Giresun Metropoliti 20 Kasım 1916 günü Vehip Pasa’dan aynı içeriği taşıyan bir telgrafı yeniden alması, dikkat edilecek bir noktadır ve Türk-Alman koordinasyonunun göstergesi olduğunu söyleyebiliriz. Mülklere dokunmamak söz konusu değildir. Boşaltmanın hemen ardından göçmenler yerleştiriliyor yada bölgenin egemenleri tarafından el konuluyordu. Bu konuda birçok Osmanlı belgeleri arşivlerde mevcuttur.

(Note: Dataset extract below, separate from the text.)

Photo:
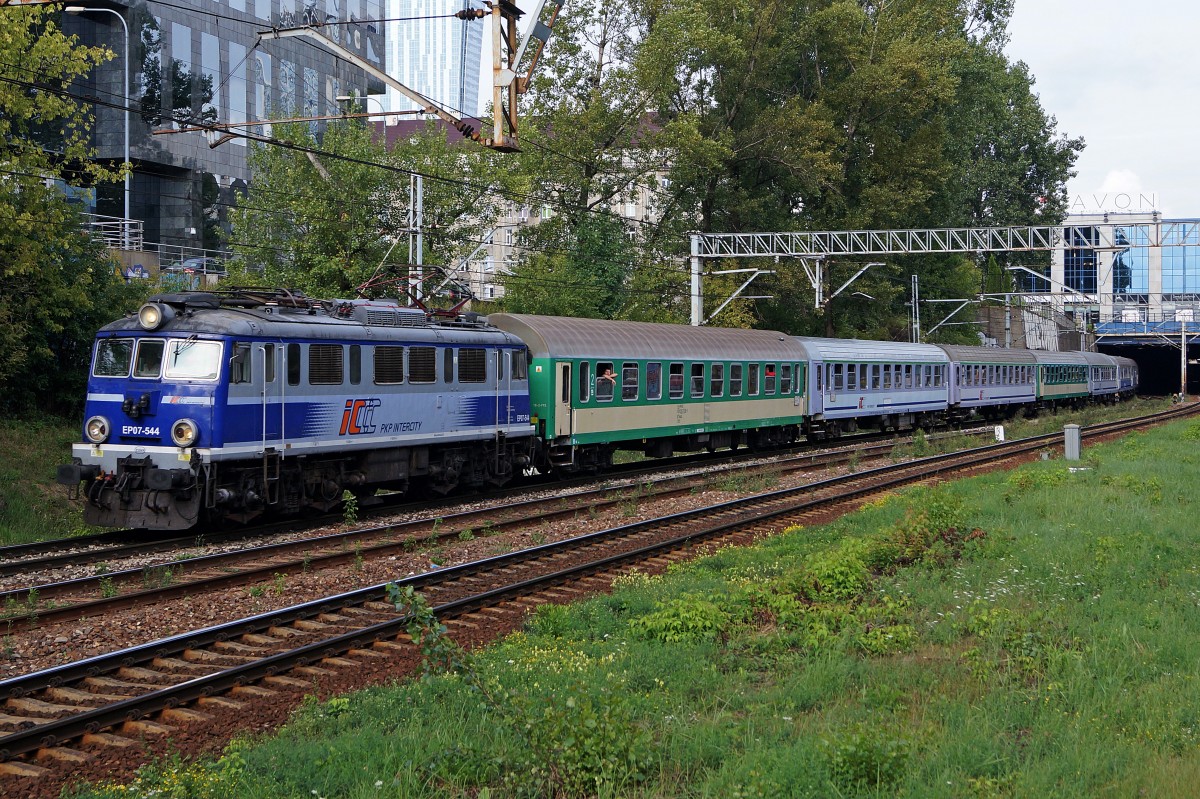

Emmanuilidis “Elbette Almanların(2) içinde, olaylara sıkıntıyla bakan insanlar da vardı. Ama yukarda anımsadığımız telgraflara göre, Karadeniz (Pontos) kıyı bölgesinin boşaltılması müşterek bir Türk-Alman kararıydı. Alman politikası, bütün Türkiye sahillerini Rumlardan arındırma programını acımasızca takip ediyordu ve elbette Rumların tamamen Türk bölgeleri olan iç kesimlere sürülmeleri onların yok olması manasına geliyordu. Bu müşterek Türk-Alman kararını, Almanya’nın ilgisizliği ama Türkiye’nin harfiyen gerçekleştirme eylemi takip ediyordu ve halkın imhası engelsiz olarak devam ediyordu.”
____

(1) Emmanuil Emmanuilidis, Osmanlı İmparatorluğu’nun Son Yılları, Belge yayınları Çev. Niko Çanakçıoğlu s.160. ( Emmanuil Emmanuilidis, Eski Osmanlı Meclis-i Mebusan’ın Izmir ve Aydın Milletvekili sonrasında Yunan Milli Meclisinin 1926, 1928 ve 1936 Parlamento seçimlerinde Atina milletvekili olarak seçilmiş Venizelos Hükümeti’nde de (1928-1931) Sosyal Dayanışma Bakanlığı görevini üstlenmiştir.

(2) Giresun halkı Kont Schulemburg’a karsı fazlasıyla müteşekkirdi, çünkü bunun tutumu halka karsı ılımlıydı! Hatta kendisi ve subaylarının resmî üniformalarıyla, Kilisedeki ayini izlemeleri onları daha da rahatlatmıştı. Amasya Metropoliti Germanos hem Almanlardan madalya almış hem de bazı subaylarla, yakın ilişkide bulunarak, onların vasıtasıyla Patrikhaneler’e bazı raporlarını gönderebilmiştir.